How Starr Sees It

Probing the prosecutor: a TIME investigation and Starr's first major print interview

  • Karin Cooper / Gamma Liaison for TIME

    (7 of 11)

    The issue of Starr's perspective is central since Americans rely on prosecutors--and especially independent counsels, who wield virtually unchecked power--to exercise discretion. When Tripp showed up to spill the beans about Monica and Bill, another prosecutor--one who was more streetwise, one who hadn't been up against Clinton for so long--might have shown her the door. But Starr saw a conspiracy to obstruct justice unfolding before his very eyes. He went to the Justice Department seeking authorization to expand his investigation, and failed to remind the officials that he'd had contact years before with lawyers for Paula Jones, a fact that could have led Janet Reno to send the case elsewhere.

    After an additional eight months of bitter combat--legal battles won and p.r. battles lost, charges and countercharges of leaking and lying--it was time for Starr to send his referral to Congress. When it turned out to contain graphic sexual details with no direct bearing on the perjury question, the report struck many as biased, intended to inflame opinion.

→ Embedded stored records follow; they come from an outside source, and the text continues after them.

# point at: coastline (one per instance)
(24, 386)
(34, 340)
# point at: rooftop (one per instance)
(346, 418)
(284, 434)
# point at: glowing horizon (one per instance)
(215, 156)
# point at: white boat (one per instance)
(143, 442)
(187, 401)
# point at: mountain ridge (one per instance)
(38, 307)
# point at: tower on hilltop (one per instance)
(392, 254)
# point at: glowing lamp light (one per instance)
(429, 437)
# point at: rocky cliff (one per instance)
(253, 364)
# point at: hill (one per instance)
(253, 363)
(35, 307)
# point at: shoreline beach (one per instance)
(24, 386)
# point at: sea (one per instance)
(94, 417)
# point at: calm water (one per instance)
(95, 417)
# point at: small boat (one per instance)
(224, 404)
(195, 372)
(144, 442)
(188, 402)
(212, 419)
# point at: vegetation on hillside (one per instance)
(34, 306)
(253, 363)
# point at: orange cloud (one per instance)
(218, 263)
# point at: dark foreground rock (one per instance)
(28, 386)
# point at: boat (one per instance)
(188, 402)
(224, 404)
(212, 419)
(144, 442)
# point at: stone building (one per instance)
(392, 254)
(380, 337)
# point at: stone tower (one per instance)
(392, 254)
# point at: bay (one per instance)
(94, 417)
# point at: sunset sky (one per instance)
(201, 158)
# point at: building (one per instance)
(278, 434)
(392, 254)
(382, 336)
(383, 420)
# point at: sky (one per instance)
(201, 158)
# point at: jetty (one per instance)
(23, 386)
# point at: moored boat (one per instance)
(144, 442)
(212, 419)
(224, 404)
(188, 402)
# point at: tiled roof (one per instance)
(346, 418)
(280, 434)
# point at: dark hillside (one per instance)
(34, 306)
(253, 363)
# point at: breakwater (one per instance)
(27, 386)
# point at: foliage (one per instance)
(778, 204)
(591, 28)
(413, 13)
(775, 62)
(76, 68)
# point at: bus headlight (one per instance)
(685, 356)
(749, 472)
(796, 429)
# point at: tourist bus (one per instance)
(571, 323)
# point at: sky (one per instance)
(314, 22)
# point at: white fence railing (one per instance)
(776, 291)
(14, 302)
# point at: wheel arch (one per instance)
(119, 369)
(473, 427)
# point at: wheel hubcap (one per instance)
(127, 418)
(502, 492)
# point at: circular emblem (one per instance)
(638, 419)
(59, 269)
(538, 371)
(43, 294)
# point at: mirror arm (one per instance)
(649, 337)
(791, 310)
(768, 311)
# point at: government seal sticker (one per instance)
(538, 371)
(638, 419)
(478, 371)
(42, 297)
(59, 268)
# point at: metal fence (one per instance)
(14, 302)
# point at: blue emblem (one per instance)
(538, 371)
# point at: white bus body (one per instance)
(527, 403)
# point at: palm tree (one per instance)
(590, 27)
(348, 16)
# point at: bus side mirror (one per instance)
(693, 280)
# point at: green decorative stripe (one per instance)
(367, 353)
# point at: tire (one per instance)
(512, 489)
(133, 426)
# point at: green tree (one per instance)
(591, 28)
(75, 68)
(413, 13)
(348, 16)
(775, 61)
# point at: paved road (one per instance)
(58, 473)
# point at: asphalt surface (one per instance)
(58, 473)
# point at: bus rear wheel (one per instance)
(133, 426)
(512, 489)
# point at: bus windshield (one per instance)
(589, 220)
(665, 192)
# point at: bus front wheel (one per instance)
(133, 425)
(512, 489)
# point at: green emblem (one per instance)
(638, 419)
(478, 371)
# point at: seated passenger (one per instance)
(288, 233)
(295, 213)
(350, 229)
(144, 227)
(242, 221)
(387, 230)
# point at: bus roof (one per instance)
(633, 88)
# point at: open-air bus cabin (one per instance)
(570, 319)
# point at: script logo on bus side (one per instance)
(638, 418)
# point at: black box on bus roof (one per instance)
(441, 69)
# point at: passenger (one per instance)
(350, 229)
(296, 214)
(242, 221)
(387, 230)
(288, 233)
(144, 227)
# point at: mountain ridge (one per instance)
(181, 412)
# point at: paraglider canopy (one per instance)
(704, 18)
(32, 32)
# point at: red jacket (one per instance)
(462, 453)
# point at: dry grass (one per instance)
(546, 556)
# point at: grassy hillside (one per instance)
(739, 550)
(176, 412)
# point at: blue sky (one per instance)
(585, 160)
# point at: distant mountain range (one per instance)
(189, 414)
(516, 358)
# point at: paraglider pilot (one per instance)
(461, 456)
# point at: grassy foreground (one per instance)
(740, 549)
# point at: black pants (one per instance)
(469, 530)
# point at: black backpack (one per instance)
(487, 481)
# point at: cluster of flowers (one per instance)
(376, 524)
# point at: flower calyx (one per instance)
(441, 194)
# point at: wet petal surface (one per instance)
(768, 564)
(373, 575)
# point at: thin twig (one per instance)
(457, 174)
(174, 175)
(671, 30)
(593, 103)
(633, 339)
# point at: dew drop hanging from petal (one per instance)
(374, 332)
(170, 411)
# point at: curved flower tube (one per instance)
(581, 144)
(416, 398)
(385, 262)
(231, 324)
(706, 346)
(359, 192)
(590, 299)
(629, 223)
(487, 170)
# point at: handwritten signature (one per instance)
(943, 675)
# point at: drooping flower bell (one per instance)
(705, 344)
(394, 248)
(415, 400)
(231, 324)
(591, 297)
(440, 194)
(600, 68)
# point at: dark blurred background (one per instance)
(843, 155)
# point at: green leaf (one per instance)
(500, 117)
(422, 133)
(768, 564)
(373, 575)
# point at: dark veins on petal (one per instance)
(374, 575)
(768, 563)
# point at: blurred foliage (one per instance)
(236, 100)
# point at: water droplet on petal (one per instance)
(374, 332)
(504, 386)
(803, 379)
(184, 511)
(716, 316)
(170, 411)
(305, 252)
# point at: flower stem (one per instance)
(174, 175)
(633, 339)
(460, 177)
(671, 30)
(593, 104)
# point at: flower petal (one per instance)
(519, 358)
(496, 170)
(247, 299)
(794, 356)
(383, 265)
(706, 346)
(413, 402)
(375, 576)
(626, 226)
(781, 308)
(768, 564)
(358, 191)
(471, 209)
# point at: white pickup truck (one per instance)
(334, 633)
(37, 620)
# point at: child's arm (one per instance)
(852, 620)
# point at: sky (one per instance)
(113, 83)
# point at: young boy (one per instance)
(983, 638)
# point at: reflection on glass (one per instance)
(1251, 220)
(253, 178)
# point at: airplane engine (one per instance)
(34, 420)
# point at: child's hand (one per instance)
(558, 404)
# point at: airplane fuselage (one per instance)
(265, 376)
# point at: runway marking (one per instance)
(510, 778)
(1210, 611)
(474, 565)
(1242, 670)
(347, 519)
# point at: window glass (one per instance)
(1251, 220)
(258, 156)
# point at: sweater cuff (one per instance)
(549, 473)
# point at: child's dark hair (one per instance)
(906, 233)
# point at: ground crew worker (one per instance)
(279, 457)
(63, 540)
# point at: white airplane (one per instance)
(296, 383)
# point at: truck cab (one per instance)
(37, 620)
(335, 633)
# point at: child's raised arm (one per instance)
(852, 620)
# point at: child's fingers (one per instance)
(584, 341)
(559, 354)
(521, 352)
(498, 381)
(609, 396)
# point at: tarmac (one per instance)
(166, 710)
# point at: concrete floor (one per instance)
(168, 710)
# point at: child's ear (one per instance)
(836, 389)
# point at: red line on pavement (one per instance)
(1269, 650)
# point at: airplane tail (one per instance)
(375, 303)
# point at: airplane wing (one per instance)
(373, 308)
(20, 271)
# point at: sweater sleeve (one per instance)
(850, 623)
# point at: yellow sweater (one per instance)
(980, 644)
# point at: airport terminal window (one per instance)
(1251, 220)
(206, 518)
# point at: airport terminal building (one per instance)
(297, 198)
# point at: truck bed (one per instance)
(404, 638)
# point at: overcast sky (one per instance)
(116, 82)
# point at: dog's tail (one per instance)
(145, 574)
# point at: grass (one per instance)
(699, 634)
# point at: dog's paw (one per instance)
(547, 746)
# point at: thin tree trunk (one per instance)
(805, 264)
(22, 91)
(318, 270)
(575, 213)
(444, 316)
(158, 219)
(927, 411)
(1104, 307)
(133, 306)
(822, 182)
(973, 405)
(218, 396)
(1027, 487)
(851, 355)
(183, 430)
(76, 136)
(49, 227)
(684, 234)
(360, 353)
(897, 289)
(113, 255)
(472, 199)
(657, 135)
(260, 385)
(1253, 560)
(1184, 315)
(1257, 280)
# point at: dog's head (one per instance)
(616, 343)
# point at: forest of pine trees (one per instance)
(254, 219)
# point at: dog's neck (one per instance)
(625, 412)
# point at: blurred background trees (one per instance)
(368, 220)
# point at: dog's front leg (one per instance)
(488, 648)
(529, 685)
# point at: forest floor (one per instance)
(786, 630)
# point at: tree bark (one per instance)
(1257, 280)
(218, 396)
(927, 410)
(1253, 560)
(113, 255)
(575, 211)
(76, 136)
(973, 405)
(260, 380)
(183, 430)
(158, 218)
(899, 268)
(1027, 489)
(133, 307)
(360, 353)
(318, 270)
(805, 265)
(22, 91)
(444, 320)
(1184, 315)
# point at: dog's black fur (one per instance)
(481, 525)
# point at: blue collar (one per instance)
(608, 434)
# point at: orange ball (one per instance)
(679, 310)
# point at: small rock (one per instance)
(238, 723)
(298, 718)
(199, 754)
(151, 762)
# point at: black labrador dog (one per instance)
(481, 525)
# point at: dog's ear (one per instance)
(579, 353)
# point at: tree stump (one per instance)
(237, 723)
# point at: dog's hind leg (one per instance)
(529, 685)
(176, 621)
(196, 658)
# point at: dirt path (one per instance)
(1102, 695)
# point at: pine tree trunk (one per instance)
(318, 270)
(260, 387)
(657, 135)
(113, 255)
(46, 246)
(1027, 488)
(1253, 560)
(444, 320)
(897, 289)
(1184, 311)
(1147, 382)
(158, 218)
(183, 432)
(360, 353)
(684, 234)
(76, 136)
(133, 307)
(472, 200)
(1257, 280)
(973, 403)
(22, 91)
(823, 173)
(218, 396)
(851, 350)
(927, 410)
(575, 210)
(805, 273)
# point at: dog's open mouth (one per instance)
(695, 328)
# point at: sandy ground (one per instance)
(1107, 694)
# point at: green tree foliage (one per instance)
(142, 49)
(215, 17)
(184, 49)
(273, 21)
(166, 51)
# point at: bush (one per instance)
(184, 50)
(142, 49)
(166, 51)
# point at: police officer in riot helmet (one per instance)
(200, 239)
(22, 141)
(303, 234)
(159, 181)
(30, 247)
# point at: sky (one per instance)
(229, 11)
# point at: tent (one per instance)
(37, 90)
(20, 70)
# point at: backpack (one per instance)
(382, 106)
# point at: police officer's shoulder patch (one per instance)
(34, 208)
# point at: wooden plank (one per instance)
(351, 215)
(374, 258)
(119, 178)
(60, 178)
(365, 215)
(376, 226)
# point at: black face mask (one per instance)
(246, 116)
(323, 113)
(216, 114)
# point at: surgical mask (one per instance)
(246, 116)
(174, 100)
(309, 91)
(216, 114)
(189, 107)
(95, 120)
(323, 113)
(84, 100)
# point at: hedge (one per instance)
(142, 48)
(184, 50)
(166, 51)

Starr's reputation was sealed.

    Starr says he wanted to leave out those X-rated details, but a majority of his lawyers disagreed and, disastrously, he changed his mind. "We recognized full well how unpleasant and off-putting" the details were, he told TIME. (This is a man who once clucked disapprovingly at an old friend just for telling a Monica joke.) He had his lawyers write bowdlerized versions but felt they didn't make the case. And his prosecutors argued that even the details that fell outside the Jones case's definition of sex should be included, because they buttressed Lewinsky's credibility. In the end Starr relented. He instructed them to stash the naughtiest bits into the footnotes--as if that made a difference. He says he didn't know Congress would release everything and that he never anticipated being cast as Puritan pornographer. "I don't think my crystal ball was working especially well," he sighs. "It so frequently doesn't work well."

    Starr also conceded for the first time that the report should have quoted Lewinsky directly, instead of paraphrasing her, when she said, "No one ever asked me to lie." He told TIME, "It really cannot fairly be said we were trying to hide that, but it did give [the other side] a nice debating point." When asked whether he would have found room to quote Lewinsky directly had she admitted that she was asked to lie, he said, "That's a good question. I think that's probably a fair question."

    Starr decided not to take part in--or even observe--grand jury testimony or interviews, and that may have been another mistake. The idea flowed from his conception of himself as a judicious figure remaining above the fray. Starr would be briefed daily, he would analyze testimony, debate policy and plan moves, but he would not be in the room when key witnesses told their stories. "It was my view that I should be relying upon the professional judgments of experienced agency prosecutors, and then the reaction of grand jurors, [to determine] Is this person worthy of belief?" says Starr.